Silverlight 5 boasts a lot of big new features, but sometimes it’s the little things that count. A case in point is the new RichTextBoxOverflow control, which simplifies the process of implementing newspaper-style layouts in Silverlight applications. It may not be as sexy as the new 3D graphics API, but RichTextBoxOverflow will be your best friend if you want to build readers for newspapers, magazines, books, or other richly formatted content, and you want text to flow between columns as the size of the text (or the text container) changes.

To demonstrate, I built a simple example that you can download and try for yourself if you have the Silverlight 5 beta installed on your development machine. When it first comes up, it looks something like this:

OverflowText1

Now grab the slider that’s directly underneath the text and move it to the right. The text in the article will increase in size and automatically flow from column 1 to column 2:

OverflowText2

Next, use the bottom slider to change the text leading – that is, the spacing between characters:

OverflowText3

This, too, is new in Silverlight 5, and changing the character spacing causes text to flow between columns as the volume of the text changes. You can also make the text flow by resizing the browser window. All of this would have been incredibly difficult to do in Silverlight 4, but in Silverlight 5, it’s a piece of cake.

So how does it work? How do you create multi-column text displays and flow text from one column to another? And how do you adjust the leading for added control over how your text is displayed? Here’s the key markup from MainPage.xaml:

 

<RichTextBox x:Name="Column1"

  OverflowContentTarget="{Binding ElementName=Column2}"

  FontFamily="Georgia" FontSize="{Binding Value, ElementName=FontSizeSlider}"

  CharacterSpacing="{Binding Value, ElementName=CharacterSpacingSlider}">

    .

    .

    .

</RichTextBox>

 

<RichTextBoxOverflow x:Name="Column2" />

 

First you declare a RichTextBox control for column 1. Then you declare a RichTextBoxOverflow control for column 2, and you connect the two together by pointing the RichTextBox control’s OverflowContentTarget property to the RichTextBoxOverflow control. Now any text that won’t fit inside the RichTextBox will automatically spill over into the RichTextBoxOverflow control, and if you want to add a third column, you can simply declare another RichTextBoxOverflow control and chain the first RichTextBoxOverflow to the second using the former’s OverflowContentTarget property.

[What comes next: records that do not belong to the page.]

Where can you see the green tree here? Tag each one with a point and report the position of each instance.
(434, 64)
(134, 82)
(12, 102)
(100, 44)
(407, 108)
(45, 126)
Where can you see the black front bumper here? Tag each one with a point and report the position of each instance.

As for character spacing, you control that with the new CharacterSpacing property. In this example, I simply bound the RichTextBox’s CharacterSpacing property to a Slider control, just as I bound FontSize to a Slider. Also note that I didn’t have to set FontFamily, FontSize, and other font-related properties on the RichTextBoxOverflow control, because these property values flow from the RichTextBox just like the text itself.

Hard to imagine how it could be any easier. It’ll be interesting to see how developers use these features to richen up their UIs.